No regrets, through -- at least, not that he'll admit. When I asked him whether he thinks about whether he would have been a first-round prospect had he attended a bigger school, he blew it right off.
"It doesn't [enter my mind]. I don't really think about it. I know I put in the work to put myself in position, and I know that if I just work hard enough, teams are going to be able to take a look at me and give me a chance."
And that's where the Sherman story comes in, just at the right time for a player like Desir. Through the All-Star Games, the combine, and those team visits, the NFL has sized Desir up as the right kind of prototype, based on what Sherman and the Seahawks have accomplished defensively over the last four seasons with hyper-aggressive cornerbacks who press receivers aggressively and take risks in coverage.
"The NFL is a copycat league, and they're looking for corners that are like Richard Sherman and Brandon Browner, because they have had so much success," Desir said. "Teams have complimented me on my size and my length, but being a taller corner, I do need to work on my technique and just being fluid."
Desir is aware of other potential liabilities, and he's working hard to overcome them.
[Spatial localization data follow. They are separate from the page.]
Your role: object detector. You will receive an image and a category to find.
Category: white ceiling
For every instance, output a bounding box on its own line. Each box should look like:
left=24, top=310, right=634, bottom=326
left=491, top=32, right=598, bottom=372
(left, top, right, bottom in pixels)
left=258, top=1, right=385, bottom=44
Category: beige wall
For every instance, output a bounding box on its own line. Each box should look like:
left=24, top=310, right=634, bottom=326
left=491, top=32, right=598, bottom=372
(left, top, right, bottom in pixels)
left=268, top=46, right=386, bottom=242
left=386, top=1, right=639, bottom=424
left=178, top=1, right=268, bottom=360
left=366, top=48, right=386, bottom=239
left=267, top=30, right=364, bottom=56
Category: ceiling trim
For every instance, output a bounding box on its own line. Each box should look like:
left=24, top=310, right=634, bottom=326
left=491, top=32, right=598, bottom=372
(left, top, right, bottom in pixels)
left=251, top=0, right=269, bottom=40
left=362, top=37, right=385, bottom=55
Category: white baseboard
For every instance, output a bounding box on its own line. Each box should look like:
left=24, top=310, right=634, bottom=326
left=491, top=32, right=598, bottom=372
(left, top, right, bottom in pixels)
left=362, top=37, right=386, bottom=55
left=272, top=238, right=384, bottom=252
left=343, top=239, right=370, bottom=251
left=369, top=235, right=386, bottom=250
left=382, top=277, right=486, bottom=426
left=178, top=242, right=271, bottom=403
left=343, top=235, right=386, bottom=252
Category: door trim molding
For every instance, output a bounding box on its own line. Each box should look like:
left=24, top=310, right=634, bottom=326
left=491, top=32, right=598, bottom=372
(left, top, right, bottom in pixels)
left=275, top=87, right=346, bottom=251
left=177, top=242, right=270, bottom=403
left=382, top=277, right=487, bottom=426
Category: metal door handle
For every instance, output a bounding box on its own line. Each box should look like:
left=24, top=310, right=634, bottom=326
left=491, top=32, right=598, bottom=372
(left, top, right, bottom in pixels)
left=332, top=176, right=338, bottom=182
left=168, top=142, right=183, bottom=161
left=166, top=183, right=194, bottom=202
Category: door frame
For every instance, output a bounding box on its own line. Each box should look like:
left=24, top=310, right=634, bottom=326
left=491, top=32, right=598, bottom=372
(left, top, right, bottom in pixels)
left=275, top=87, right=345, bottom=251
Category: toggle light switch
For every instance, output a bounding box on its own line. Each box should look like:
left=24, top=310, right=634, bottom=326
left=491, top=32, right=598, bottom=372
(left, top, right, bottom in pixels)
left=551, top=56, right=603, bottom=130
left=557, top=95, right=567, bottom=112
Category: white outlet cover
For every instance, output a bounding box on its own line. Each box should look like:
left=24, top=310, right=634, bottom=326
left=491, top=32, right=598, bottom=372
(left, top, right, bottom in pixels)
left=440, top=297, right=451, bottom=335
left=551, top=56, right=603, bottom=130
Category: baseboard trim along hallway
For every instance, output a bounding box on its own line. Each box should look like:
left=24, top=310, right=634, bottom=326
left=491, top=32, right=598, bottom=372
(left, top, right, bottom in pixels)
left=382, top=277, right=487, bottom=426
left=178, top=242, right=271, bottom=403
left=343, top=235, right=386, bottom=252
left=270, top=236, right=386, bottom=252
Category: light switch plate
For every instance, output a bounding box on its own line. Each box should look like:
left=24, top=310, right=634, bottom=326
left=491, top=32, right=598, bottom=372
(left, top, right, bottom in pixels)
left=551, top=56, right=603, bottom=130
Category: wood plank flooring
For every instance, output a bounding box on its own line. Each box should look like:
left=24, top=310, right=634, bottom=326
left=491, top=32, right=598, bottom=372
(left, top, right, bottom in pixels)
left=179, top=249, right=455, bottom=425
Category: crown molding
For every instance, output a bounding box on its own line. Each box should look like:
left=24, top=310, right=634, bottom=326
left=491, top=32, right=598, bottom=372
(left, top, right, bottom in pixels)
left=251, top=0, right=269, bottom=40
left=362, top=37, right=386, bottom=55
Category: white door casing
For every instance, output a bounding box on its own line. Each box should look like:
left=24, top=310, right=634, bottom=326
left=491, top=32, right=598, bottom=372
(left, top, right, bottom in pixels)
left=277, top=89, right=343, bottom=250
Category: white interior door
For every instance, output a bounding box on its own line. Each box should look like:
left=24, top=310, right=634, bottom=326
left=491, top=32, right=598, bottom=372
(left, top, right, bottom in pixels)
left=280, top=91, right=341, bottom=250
"Still working on the backpedal, and opening up my hips, breaking at different angles, and being able to have the correct footwork to be in the right place to make plays," he said. Desir has confidence in his ball skills, his ability to take the correct angle against opposing receivers based on tape study, and the fact that his skillset was easily transferrable when he faced better and more powerful talent.
"I kept getting better and kept listening to the things that the coaches were telling me I needed to work on," he said of the All-Star experiences. "I was happy with what happened, and I think I showed that I stack up well with the bigger-school guys."
In the end, that is what will carry Desir through any NFL struggles -- the fact that he's already been through so much.
"Yeah ... with transferring and having to work, and going to school and still raising a family. It's helped me learn how to schedule things and be more responsible. I don't think the hectic work schedule in the NFL will be an issue for me, because I've been doing a lot of crazy stuff through the last year."
On Wednesday, I asked Sherman about the new NFL prototype, players like Desir who are benefitting from it, and what it means to him that he was able to flip the cornerback paradigm back to something decidedly old-school.
“When I came out nobody wanted this model, they said, Oh you’re too tall, oh you’re too stiff, you don’t run well, you don’t get out of your breaks, and for me to change the prototype on what a corner is, is a great thing. I think the game has always been changing and getting bigger, better, faster and stronger. Receivers are Calvin Johnson’s size a lot of times. A.J. Green, Julio Jones, some of the best of the receivers in the league are huge. You still have your DeSean Jacksons and [shorter] receivers who make tremendous impact, but you also have the Josh Gordons who need big corners to cover them sometimes.
"I think the more big corners you get out there, you give them a chance. These guys probably in my draft class would’ve gone in the sixth or seventh round. None of them would’ve been talked about the first couple of days. I think Brandon Browner and myself and Antonio Cromartie, guys like that who are playing well and being tall rangy corners are changing that.”
Pierre Desir is ready to add his name to that list. All he needs is a chance -- and the right opportunity. It's long overdue.